While migrations aren’t inherently wrong—tools evolve, and businesses need to adapt to stay competitive—the real issue lies in their complexity and cost.
The goal isn’t to avoid lock-in at all costs, as being entirely free from it is somewhat unrealistic. Instead, the focus is on understanding the risks of choosing a provider and finding ways to minimize them.
In the data space, we’re seeing the rise of new approaches to address these risks, which we’ll explore in this cross-post with
.Storage Escape Strategy
S3 is becoming the cornerstone of the data industry.
Data warehouses, streaming services, event stores, transactional databases—many new data infra systems now leverage S3 as their storage layer.
For that price, getting automatic replication and such availability/durability makes it almost a no-brainer today.
What’s even more interesting is that its API is becoming the new standard for interacting with blob storage.
Many alternative clouds propose storage with an S3 API.
Even open-source alternatives like MinIO, which allows you to run your blob storage, have an S3-compatible API.
Choosing a blob storage solution with an S3-compatible API, whether from AWS, another cloud provider, or your setup, is a smart move for the future.
Code rewrites would be minimal during migration, and costs would likely be limited to data transfer fees.
Storage Format Escape Strategy
Once your data is stored with an S3 API, the next challenge is to query and transform it efficiently.
Traditionally, compute engines need to copy the data into their system before they can query it.
This additional duplication is a source of risk: once data is inside, there's almost no alternative to using the provider's engine.
This is where Open Table Formats (Delta, Hudi, Iceberg) come into play. They allow you to control the storage part of the analytic engine yourself.
Instead of duplicating the data, you store it yourself and offer access to engine(s).
This is a huge step forward in risk mitigation: you can switch providers without having to (re-) duplicate the data.
The last proprietary blocker is the catalog.

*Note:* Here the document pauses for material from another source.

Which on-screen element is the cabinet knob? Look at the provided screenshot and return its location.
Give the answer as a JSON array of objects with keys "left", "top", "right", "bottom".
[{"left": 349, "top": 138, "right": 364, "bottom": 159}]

If a provider manages your catalog, they can block write access to your data via external engines.
The recent release of Polaris has given hope for a catalog with full read/write access for any engine.
While the project is still young, and not all locks are open, it's only a matter of time. Within a few months, we'll likely reach a point where catalogs are fully open and supported everywhere.
Query Language Escape Strategy
How do you operate in the data warehouse?
Through SQL, right? Actually, it’s not SQL. It’s your vendor’s SQL.
For fun, we gave Claude AI the Snowflake and Databrick SQL references and asked the following:
“Help me analyze and visualize the difference in SQL syntax between Snowflake and Databricks.”
Here is what came out (take with caution):
Recent progress has been made in providing new “meta” APIs supporting various backends (execution engines). There are many new players in that field, but let’s focus on two of them: Ibis and Malloy!
Ibis
Ibis provides a standard API for data manipulation in Python or SQL:
You can connect to any supported backend without modifying your code.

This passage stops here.